Patients, Sample Collection, Radiotherapy, Ethical Approval

Eight head-and-neck cancer patients (all male, average age 59 ± 6.8 years, Table 1) with indicated local radiotherapy (partial-body irradiation, PBI) and without previous (or concomitant) radio- as well as chemotherapy were sequentially enrolled for blood collection over five weeks. Clinical follow-ups have been carried out for more than three months, depending on the clinical course. All patients underwent treatment with a comparable scheme of radiotherapy, allowing comparability due to the corresponding irradiation field size and dose rate. The prescribed dose was between 50 and 70 Gy and applied within 25 to 33 fractions over 35 to 45 days. Using LINAC with a dose rate of 300 MU/min (Varian Medical Systems Inc., Palo Alto, CA) and the treatment planning system Eclipse (Varian Medical Systems), the single dose per fraction was 2.0 or 2.121 Gy (Table 1). The average whole-body dose absorbed by blood per fraction was 0.08 Gy. No shielding was used during irradiation (28).

TABLE 1

Overview of the Included Samples, Demographic and Epidemiologic Characteristics of the Patients (Age, Sex, Morbidity) as well as Radiotherapy (RT) Regimen Analyses and Recorded Radiotoxicity Grades According to RTOG/EORTC Late Radiation Morbidity Criteria: Acute (Grade 1–2) and Late (Grade 1–3) Toxicity as well as Late Toxicity Location

Treatment-related radiation toxicity was recorded for each patient (Table 1). Acute toxicity grading was performed according to the worst grade of symptoms recorded during treatment or up to three months after the end of the radiotherapy using the CTCAE v4.0 (29). Late toxicity grades were classified as the worst grade of symptoms that persisted more than three months after the end of the radiotherapy scheme using the RTOG grading system (30). Patients P1 and P2 died due to the rapid progression of cancer and not due to radiation toxicity. Patients with oral mucositis or xerostomia received improved mouthwash, artificial saliva and/or Cevimeline (hydrochloride) for stimulating secretion by the salivary glands and treating symptoms of dry mouth.
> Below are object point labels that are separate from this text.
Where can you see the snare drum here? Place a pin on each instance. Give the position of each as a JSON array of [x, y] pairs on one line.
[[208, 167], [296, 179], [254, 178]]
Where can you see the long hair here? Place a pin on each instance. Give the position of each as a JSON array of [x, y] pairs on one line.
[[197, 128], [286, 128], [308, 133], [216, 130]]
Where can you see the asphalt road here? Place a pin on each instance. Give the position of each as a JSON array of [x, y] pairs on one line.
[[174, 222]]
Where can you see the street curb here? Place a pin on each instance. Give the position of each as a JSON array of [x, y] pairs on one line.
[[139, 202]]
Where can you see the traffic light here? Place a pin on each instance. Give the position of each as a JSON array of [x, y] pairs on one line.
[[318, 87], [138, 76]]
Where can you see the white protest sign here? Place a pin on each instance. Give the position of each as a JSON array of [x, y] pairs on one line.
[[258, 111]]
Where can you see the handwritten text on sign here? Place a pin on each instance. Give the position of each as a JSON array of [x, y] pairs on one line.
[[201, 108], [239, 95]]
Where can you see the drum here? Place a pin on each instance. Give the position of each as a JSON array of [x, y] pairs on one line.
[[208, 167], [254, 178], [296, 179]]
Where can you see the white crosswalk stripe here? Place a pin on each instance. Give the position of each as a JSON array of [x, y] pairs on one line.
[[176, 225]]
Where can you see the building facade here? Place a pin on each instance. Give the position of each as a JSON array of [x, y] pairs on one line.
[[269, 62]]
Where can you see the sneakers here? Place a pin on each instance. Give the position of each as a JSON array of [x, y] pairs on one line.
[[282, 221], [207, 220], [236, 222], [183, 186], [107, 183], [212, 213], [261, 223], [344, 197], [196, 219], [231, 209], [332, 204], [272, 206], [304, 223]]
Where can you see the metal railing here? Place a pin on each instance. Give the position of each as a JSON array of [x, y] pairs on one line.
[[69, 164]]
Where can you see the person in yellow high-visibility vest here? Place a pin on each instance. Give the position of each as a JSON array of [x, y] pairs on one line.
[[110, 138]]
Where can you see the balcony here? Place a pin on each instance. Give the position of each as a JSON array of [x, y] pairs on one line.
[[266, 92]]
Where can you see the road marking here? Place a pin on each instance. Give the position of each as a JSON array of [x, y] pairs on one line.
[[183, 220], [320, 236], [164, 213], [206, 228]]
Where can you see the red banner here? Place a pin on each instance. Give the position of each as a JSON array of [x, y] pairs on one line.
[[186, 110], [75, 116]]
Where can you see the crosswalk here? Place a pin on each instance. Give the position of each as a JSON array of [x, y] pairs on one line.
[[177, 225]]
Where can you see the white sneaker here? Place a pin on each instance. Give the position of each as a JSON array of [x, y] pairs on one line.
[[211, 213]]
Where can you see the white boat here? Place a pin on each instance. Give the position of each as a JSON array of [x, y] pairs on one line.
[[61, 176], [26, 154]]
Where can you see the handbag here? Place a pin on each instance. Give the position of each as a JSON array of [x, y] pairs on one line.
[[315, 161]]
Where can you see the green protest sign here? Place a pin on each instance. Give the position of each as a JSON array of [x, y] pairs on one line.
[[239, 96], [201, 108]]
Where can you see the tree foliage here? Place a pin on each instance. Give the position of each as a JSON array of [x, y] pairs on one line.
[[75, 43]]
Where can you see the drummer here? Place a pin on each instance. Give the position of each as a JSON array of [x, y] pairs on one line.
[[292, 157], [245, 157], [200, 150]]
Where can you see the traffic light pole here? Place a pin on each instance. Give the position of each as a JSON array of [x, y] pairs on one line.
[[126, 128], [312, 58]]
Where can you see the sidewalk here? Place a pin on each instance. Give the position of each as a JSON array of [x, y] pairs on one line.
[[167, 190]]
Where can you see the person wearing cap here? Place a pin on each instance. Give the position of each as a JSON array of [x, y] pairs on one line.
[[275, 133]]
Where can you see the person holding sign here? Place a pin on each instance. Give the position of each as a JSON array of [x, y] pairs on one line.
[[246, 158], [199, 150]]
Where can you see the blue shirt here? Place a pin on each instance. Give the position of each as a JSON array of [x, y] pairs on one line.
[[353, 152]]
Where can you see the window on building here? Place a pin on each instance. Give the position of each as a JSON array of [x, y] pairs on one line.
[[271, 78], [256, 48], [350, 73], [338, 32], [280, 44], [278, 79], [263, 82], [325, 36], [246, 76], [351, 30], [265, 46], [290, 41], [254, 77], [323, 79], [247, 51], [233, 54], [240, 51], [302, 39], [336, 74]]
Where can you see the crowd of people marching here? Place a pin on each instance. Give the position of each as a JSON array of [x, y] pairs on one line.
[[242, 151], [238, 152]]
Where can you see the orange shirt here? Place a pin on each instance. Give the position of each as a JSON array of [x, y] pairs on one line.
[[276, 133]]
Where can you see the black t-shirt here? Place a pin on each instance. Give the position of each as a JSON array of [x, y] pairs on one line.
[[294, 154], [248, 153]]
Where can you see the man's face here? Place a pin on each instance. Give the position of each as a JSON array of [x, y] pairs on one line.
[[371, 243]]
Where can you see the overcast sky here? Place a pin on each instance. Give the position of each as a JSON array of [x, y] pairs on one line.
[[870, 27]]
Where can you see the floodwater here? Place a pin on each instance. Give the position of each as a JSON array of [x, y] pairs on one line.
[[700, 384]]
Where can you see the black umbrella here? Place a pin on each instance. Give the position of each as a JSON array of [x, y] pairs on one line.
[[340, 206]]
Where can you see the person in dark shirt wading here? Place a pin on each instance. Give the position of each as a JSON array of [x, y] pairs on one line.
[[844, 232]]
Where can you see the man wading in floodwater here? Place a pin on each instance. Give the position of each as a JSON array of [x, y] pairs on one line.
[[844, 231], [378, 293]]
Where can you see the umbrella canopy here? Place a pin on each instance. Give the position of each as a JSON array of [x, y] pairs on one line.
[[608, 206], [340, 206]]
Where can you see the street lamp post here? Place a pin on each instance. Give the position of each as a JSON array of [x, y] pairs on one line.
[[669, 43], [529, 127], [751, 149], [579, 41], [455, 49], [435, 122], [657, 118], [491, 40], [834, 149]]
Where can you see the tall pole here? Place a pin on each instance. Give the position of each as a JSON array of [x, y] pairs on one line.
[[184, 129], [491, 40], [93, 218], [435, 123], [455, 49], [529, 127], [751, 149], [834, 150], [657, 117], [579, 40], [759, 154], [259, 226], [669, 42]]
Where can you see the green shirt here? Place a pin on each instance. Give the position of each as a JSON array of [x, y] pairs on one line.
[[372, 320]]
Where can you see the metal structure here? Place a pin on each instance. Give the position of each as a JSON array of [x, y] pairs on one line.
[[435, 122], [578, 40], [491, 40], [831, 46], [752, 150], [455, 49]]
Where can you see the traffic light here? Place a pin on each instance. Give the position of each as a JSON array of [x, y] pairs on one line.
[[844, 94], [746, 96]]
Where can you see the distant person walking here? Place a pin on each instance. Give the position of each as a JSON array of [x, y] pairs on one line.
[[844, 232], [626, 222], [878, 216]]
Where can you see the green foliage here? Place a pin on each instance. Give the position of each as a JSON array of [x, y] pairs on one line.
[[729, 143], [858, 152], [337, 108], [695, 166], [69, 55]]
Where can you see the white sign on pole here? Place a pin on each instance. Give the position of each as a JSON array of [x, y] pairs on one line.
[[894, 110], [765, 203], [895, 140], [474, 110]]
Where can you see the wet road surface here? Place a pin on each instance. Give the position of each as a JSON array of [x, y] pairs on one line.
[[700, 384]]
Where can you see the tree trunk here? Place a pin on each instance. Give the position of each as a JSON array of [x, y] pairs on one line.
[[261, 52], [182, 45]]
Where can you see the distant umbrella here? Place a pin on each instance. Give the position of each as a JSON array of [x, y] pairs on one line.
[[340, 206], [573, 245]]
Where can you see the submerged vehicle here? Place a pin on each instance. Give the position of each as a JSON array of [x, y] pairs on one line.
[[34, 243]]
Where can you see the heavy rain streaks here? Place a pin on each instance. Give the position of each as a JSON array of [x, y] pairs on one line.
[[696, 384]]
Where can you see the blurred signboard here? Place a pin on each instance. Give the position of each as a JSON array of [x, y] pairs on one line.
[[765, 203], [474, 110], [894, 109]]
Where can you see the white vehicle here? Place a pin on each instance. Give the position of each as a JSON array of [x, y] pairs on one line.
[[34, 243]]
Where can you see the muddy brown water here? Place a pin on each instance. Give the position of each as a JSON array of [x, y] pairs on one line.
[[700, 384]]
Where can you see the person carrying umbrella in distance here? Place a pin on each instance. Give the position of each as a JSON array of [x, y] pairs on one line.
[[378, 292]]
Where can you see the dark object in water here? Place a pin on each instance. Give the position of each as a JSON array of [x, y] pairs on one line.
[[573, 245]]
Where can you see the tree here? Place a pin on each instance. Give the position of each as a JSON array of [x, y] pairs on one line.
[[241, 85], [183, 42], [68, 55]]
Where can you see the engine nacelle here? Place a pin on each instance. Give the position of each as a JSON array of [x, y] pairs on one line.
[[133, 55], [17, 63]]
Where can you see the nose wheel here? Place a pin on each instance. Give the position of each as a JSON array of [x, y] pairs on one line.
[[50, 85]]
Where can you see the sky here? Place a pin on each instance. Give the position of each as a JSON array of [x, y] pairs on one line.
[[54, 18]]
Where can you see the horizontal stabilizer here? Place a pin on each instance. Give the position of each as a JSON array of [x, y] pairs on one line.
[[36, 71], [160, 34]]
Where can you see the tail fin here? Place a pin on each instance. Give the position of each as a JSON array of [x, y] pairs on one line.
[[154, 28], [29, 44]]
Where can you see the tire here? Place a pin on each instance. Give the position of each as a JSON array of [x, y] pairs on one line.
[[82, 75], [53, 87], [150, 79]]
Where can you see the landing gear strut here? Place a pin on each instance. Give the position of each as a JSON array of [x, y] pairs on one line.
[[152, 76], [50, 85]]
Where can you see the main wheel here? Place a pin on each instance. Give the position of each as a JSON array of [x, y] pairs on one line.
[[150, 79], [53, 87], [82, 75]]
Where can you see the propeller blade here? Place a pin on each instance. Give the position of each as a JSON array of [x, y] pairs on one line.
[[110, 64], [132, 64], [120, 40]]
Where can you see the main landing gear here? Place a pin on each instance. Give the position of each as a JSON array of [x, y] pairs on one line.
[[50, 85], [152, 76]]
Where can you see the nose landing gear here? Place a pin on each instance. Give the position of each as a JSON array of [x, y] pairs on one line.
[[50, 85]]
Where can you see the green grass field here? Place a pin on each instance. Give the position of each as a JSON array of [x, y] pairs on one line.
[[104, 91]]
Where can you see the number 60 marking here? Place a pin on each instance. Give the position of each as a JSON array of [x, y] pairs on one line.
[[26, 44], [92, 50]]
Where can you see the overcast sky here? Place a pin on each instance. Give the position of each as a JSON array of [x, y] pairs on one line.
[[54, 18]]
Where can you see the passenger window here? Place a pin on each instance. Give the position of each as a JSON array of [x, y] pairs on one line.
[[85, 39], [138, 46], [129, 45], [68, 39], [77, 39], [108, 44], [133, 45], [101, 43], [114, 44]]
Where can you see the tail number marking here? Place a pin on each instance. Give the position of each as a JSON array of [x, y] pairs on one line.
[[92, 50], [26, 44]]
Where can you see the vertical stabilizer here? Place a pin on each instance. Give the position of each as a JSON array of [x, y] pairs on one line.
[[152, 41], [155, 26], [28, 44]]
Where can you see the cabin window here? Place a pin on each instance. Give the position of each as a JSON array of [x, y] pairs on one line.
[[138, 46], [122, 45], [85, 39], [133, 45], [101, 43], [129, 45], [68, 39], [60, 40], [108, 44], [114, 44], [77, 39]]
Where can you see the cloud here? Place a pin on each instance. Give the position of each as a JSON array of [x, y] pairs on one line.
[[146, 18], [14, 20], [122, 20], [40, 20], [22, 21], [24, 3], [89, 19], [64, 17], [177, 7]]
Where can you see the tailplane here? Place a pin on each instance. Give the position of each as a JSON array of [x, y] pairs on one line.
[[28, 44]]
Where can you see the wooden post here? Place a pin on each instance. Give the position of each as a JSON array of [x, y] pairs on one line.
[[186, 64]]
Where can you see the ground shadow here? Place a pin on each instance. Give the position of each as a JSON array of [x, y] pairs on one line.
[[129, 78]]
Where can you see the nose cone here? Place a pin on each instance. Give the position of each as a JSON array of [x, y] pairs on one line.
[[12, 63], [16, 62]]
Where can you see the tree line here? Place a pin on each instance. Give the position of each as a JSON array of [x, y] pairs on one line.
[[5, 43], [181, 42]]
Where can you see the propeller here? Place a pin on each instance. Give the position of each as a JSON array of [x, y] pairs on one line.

Twenty-four peripheral whole blood samples (2.5 ml each) were obtained via venipuncture using the PAXgene Blood RNA system (BD Diagnostics, PreAnalytiX GmbH, Hombrechtikon, Switzerland). In parallel, 24 whole saliva samples were collected using ORAgene^®RNA (catalog number: RE-100) vial collection kits from DNA Genotek used according to the manufacturer's instructions (DNA Genotek Inc., Kanata, Ontario, Canada). The kit is an all-in-one system for unstimulated sampling (e.g., no saliva secretion stimulation with sugar or drugs), stabilization, and transportation of RNA from whole saliva. From all donors, blood and whole saliva were sampled before the first radiation treatment, which served as a control sample prior to the irradiation (reference), and ideally after 24 h, 48 h, and 5 weeks, i.e., after 1st, 2nd, and 25th radiotherapy fraction (Table 1). No specific oral hygiene, eating, drinking, or smoking habits were followed. Saliva and blood samples were stored at room temperature overnight and placed in a freezer (–20°C) for storage. All samples and data were obtained with informed consent from the donors, processed anonymously without exception, and only used for this specific purpose. Sampling was carried out in accordance with the institutional guidelines and regulations. Informed consent was obtained from each individual, and the local Ethical Committee of the University Hospital in Hradec Kralove (Czech Republic) approved experimentation with human subjects according to The Code of Ethics of the World Medical Association – Declaration of Helsinki (approval no: 201401-S15P). All data were handled according to the European General Data Protection Regulation.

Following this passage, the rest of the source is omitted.